The use of specimens from subjects B101, B103, and M103 was approved by the University of Massachusetts Medical School and Baystate Medical Center Institutional Review Boards. Subjects MS1 and MS2 clinical specimens were obtained from neonates with congenital HCMV infection during the course of routine clinical care at the University of Minnesota Medical School. Protocols for collection of HCMV isolates from congenitally infected infants were approved by the University of Minnesota Institutional Review Board. Informed consent was obtained from subjects' parents for study of HCMV.

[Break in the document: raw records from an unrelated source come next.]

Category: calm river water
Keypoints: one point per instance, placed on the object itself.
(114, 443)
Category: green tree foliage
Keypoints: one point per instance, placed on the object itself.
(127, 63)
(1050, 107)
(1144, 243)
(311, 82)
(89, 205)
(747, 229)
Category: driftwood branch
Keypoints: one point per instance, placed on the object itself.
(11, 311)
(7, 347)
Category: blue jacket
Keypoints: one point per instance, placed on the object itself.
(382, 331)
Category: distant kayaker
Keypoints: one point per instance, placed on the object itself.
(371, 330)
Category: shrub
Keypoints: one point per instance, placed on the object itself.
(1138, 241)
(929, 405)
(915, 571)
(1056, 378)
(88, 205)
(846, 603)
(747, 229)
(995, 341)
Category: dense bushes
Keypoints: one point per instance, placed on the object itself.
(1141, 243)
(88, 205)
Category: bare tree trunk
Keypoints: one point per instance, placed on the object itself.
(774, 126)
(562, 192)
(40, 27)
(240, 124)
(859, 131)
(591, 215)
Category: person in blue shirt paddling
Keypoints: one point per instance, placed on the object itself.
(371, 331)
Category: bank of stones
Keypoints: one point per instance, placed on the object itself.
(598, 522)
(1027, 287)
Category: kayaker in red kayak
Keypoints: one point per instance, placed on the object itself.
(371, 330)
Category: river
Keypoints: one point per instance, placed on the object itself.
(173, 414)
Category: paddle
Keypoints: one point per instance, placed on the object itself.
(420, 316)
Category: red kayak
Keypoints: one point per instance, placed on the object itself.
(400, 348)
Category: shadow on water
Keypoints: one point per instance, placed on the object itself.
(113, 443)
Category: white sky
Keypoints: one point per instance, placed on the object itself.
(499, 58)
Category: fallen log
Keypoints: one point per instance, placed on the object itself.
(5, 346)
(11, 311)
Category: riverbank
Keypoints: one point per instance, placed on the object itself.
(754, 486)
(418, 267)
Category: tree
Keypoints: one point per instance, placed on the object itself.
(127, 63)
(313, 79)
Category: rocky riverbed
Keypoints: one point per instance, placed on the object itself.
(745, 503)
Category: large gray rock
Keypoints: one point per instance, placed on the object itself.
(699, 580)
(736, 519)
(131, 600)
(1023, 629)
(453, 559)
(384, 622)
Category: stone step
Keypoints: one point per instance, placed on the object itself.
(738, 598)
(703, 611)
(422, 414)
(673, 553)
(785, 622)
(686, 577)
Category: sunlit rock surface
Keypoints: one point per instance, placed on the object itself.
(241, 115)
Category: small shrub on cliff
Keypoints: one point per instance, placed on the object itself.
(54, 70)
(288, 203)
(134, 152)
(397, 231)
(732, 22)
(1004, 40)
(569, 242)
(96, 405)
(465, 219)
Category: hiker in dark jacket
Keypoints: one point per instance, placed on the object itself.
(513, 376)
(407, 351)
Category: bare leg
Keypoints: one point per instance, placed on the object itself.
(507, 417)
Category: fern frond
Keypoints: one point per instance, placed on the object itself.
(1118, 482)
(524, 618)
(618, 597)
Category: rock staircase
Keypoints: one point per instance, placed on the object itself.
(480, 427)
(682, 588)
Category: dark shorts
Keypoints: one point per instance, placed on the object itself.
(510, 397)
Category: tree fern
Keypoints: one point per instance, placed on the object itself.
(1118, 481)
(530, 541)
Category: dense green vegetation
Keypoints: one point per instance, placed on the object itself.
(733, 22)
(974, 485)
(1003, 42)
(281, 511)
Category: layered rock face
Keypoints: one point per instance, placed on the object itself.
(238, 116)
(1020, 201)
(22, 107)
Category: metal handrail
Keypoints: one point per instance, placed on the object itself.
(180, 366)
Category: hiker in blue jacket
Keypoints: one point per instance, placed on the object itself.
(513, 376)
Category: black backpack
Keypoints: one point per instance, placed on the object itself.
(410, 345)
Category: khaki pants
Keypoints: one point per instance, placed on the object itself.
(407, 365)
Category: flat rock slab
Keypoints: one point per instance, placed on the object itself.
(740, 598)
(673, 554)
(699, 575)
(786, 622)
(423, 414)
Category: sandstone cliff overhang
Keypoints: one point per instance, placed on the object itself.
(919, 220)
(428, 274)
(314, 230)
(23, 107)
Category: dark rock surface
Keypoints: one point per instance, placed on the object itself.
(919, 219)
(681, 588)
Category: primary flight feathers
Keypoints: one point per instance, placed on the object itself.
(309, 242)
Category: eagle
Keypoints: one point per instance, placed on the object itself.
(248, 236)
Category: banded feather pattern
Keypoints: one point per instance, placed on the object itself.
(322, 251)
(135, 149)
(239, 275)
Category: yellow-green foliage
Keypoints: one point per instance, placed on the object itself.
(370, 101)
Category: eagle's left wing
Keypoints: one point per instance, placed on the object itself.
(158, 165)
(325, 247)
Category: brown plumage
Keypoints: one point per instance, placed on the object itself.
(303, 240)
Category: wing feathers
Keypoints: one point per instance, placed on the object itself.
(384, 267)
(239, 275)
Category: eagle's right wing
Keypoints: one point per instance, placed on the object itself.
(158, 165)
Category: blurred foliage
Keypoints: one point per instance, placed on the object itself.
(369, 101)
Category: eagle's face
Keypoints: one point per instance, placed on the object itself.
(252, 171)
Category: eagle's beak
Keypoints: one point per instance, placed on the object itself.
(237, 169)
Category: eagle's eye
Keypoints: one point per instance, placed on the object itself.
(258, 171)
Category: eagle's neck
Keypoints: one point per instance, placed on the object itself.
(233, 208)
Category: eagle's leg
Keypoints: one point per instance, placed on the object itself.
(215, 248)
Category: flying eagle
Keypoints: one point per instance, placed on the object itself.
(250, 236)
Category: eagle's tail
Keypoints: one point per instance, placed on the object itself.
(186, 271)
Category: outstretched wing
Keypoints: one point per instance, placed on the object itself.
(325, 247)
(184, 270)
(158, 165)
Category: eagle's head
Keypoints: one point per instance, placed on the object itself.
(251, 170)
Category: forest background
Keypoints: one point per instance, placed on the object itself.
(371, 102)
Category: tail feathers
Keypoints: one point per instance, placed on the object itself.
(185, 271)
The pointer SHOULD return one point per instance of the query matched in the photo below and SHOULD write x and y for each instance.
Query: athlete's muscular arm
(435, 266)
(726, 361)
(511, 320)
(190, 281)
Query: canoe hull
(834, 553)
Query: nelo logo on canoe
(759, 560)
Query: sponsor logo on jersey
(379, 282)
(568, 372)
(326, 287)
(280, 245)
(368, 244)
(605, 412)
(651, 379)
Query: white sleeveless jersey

Patient population, collection of specimens and viral DNA extraction

Patients identified at the University of Minnesota Medical Center or University of Massachusetts Memorial Health Center were evaluated for HCMV infection on the basis of signs and symptoms suggesting congenital infection. Patients MS1 and MS2 were monochorionic, monozygotic twins with clinical evidence of congenital CMV consisting of thrombocytopenia, transaminitis, and, for MS1, a small gestational age phenotype. Congenital infection was confirmed for all patients by urine HCMV positive cultures before 3 weeks of age and/or PCR detection of HCMV DNA. No patients were treated with antiviral drugs.

Serial specimens were collected at times described in Table 1. Specimens were stored at −80°C until DNA purification. Total DNA was purified using a Qiagen Blood and Tissue Kit using the standard protocol.

Amplification of HCMV DNA

A set of primer pairs were constructed that spanned the entire HCMV genome. Details of the primers sequences and primer design strategy have been described [6]. The conditions for PCR were as follows: 1× PfuUltra II PCR buffer, 0.25 mM each dNTP (NEB), 0.25 uM each primer (IDT DNA), 0.5 uL PfuUltra II Polymerase (Agilent) and 1M betaine. A touchdown PCR was run on an Eppendorf Mastercycler ep gradient S with the following program for all reactions: 98°C for 2 min, 5 cycles of 98°C for 30 s, 63°C (decreasing by 1°/cycle) for 30 s, 72°C for 2 min, followed by 25 cycles of 98°C for 30 s, 58°C for 30 s and 72°C for 2 min, with a 10 min final extension at 72°C. Approximately 10,000 genomes copies, based on qPCR results, were used for each amplification reaction. All amplified products were size-selected on agarose gels and gel purified. After amplification of the HCMV genome, all amplicons were quantified on a Nanodrop 2000, pooled in equimolar proportions and used as substrate in Illumina sequencing. Quantitative PCR was performed using primers and probes described previously [36].

Illumina sequencing

The DNA in pooled amplicons was sheared by sonication on a Sonic Dismembrator 550 (Fisher) until the median size was ∼350 basepairs (bp). The DNA library was prepared as described [37]. Briefly, DNA was end-repaired using the End-Repair Enzyme Mix (NEB), and A-tailed using the ATP and Klenow (exo⁻) (NEB). Adapters with appropriate barcodes were ligated onto the modified DNA ends. The library was then size selected on a 2% agarose gel, to produce a library with a median size of 350 bp+/−50 bp. The library was amplified with Illumina primers (P/N 1003454) (www.illumina.com). Once prepared, the libraries were combined in appropriate ratios and submitted for paired-end sequencing on the Illumina GAII. A Toledo strain amplicon set generated from a BAC clone was included as an internal control for measuring error rates.

Sequence analysis

The raw sequence images were processed through Illumina Pipeline 1.8 to generate sequence data. The consensus sequence of each sample was called as described [6]. Variants from the consensus sequence were called using the variant filtering protocol as described previously [6]. The variants were filtered to remove errors using parameter thresholds. Variants with parameters below the thresholds were discarded. The thresholds were: minimum basecall quality (≥33), mapping quality (≥89), and depth (≥15). Variant frequency was also used as a threshold. In our prior work, a variant frequency threshold of ≥1.9% was used. However, due to reduced error rates associated with Illumina sequencing, a lower variant frequency threshold of ≥1.02% could be used to achieve a 5% false positive rate (Figure S1). Unfolded SNP frequency spectra were generated using the HCMV reference sequence (Strain Merlin, Ref Seq ID: NC_006273) as an outgroup for the intrahost populations under study.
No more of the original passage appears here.